Le logement sera-t-il un enjeu central de la campagne présidentielle ? Entre la course à la petite phrase et la course à la rigueur, le thème pourrait bien passer à la trappe en 2012… Pourtant, près d’un Français sur cinq a aujourd’hui des difficultés pour payer son logement. C’est pour ne pas les oublier et lancer la campagne « Non au logement cher, un toit c’est un droit ! », qu’à l’appel de la plateforme Logement des mouvements sociaux, les acteurs de la lutte contre le mal-logement se sont retrouvés, hier soir, au Théâtre du Rond Point à Paris. L’occasion d’interpeller politiques et citoyens.

« Ce n’est pas une crise, c’est une mutation »

Signe que le meeting était d’importance, pas moins d’une trentaine de personnalités sont réunies, quatre heures durant, sous la houlette de Jean-Baptiste Eyrault (Dal) et de Willy Pelletier (Fondation Copernic). Les dessinateurs Faujour et Charb ( Charlie Hebdo ) sont à leurs crayons. Un écran géant diffuse leurs dessins en direct, pendant que les acteurs Josiane Balasko, Pierre Richard et Yvan Le Bolloc, la syndicaliste de Solidaires Annick Coupé, la co-présidente d’Attac France Aurélie Trouvé, ou encore le généticien Albert Jacquard se relayent sur la scène de la grande salle du théâtre de Jean-Michel Ribes. Au programme, lecture de textes (dont celui de Jules Vallès appelant à la « grève des loyers » ), et constats alarmants sur l’état du logement en France : en dix ans, les loyers HLM ont grimpé de 29 %, les loyers du privé de 50 % et les prix de l’immobilier de 107 %.
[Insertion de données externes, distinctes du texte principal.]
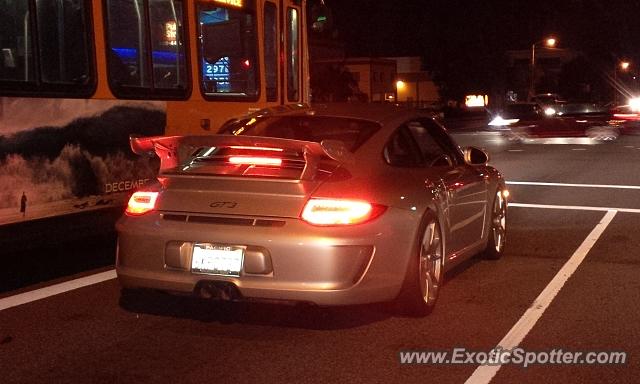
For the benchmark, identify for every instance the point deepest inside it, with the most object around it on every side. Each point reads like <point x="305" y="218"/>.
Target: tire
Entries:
<point x="498" y="228"/>
<point x="602" y="134"/>
<point x="425" y="273"/>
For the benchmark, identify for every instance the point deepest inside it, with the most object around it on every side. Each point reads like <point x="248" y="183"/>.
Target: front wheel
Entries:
<point x="498" y="228"/>
<point x="425" y="274"/>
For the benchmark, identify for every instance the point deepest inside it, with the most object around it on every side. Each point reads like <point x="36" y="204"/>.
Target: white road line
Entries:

L'ex-star du football Eric Cantona a écrit aux maires de France afin d'obtenir les 500 signatures nécessaires à une candidature à l'élection présidentielle, sans vouloir se présenter mais pour faire parler du logement.

Selon Libération , Cantona a décidé de s’engager auprès de la Fondation Abbé-Pierre «pour faire du logement la priorité de la présidentielle» .
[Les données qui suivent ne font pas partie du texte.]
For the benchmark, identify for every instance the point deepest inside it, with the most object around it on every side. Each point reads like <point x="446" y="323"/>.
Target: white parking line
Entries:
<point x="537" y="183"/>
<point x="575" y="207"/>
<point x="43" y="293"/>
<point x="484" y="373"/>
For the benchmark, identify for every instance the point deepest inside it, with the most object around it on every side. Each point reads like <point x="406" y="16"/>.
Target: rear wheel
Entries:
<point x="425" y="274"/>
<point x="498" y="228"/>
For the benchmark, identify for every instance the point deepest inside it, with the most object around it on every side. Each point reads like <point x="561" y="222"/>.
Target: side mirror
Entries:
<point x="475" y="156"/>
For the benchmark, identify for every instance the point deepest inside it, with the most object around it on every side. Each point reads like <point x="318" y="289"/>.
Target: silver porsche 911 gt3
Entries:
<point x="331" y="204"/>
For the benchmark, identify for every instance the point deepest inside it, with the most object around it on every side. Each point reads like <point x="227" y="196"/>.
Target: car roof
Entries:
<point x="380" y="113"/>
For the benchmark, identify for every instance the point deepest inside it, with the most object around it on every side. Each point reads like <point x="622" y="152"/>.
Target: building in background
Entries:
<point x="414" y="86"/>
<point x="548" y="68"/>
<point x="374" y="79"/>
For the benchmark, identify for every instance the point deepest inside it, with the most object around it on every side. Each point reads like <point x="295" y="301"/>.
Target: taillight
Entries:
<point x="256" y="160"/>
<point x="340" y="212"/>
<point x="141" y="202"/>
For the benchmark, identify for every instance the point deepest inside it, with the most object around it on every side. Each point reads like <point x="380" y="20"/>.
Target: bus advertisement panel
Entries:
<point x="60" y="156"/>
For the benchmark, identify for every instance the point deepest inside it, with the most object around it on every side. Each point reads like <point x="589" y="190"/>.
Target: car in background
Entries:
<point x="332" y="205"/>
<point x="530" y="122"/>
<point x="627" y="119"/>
« Ce n’est pas une crise que nous vivons, c’est une mutation » , a commencé Albert Jacquard qui, du haut de ses 86 ans, a remis en cause, dans une prose émouvante, le droit de propriété : « Tous les hommes de la terre sont propriétaires de Mona Lisa parce que c’est un chef d’œuvre » . Plus prosaïque, le pugnace Serge Incerti-Formentini, président de la Confédération nationale du logement, s’est alarmé de ce que « la crise du logement n’a jamais été aussi grave depuis cinquante ans » et a mis en garde contre la « marchandisation du logement social » . Il a appelé de ses vœux la création d’un service public du logement et de l’habitat, garanti par l’Etat, bénéficiant d’un budget équivalant à 2 % du PIB.

Quant à la jeune Margaux Leduc, porte-parole des militants de Jeudi Noir, elle a réitéré la demande de l’association, créée il y a six ans, de faire appliquer la loi de réquisition, comme cela avait eu lieu après guerre : « A Paris, 10 % du parc immobilier est vacant , a-t-elle avancé. Il faut que l’Etat réquisitionne, c’est possible ! »
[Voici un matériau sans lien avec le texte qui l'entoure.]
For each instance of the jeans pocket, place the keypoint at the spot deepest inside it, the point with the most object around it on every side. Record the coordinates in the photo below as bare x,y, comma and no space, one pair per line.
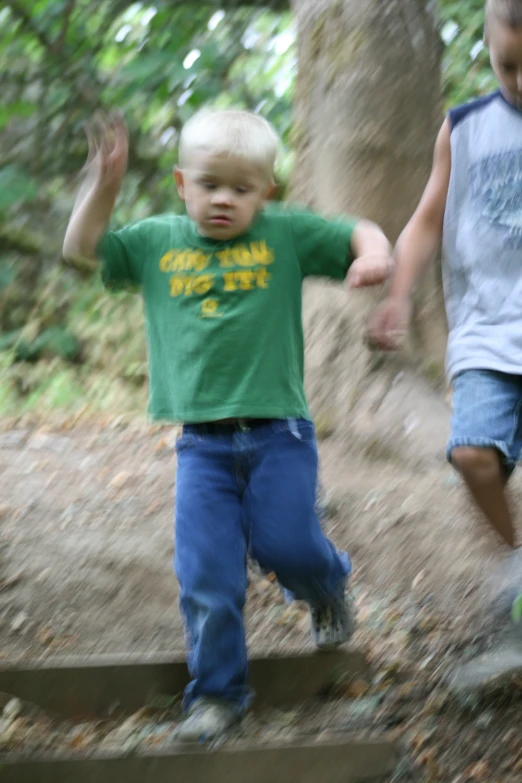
301,429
Trois candidats, même combat !

La présence de trois candidats à la présidentielle a été saluée par une salle enthousiaste de quelque 600 personnes (dont beaucoup de familles accompagnées par les associations de logement). Peu connu pour ses talents d’orateur, Philippe Poutou, candidat du NPA, a énoncé, assez scolairement, ses solutions : principalement le blocage des loyers et la réquisition des logements vides.

Pour EELV, Eva Joly, très applaudie, s’est montrée convaincante, bien briefée par son équipe de campagne dont au moins trois membres sont de Jeudi Noir. Regrettant le fait que les pouvoirs publics ont « renoncé à réguler le marché comme si le logement était un bien comme un autre » , elle a invité les spectateurs à aller découvrir son programme « concret et réalisable » sur son site (evajoly2012.fr), et a rappelé l’urgence de sortir de la précarité énergétique.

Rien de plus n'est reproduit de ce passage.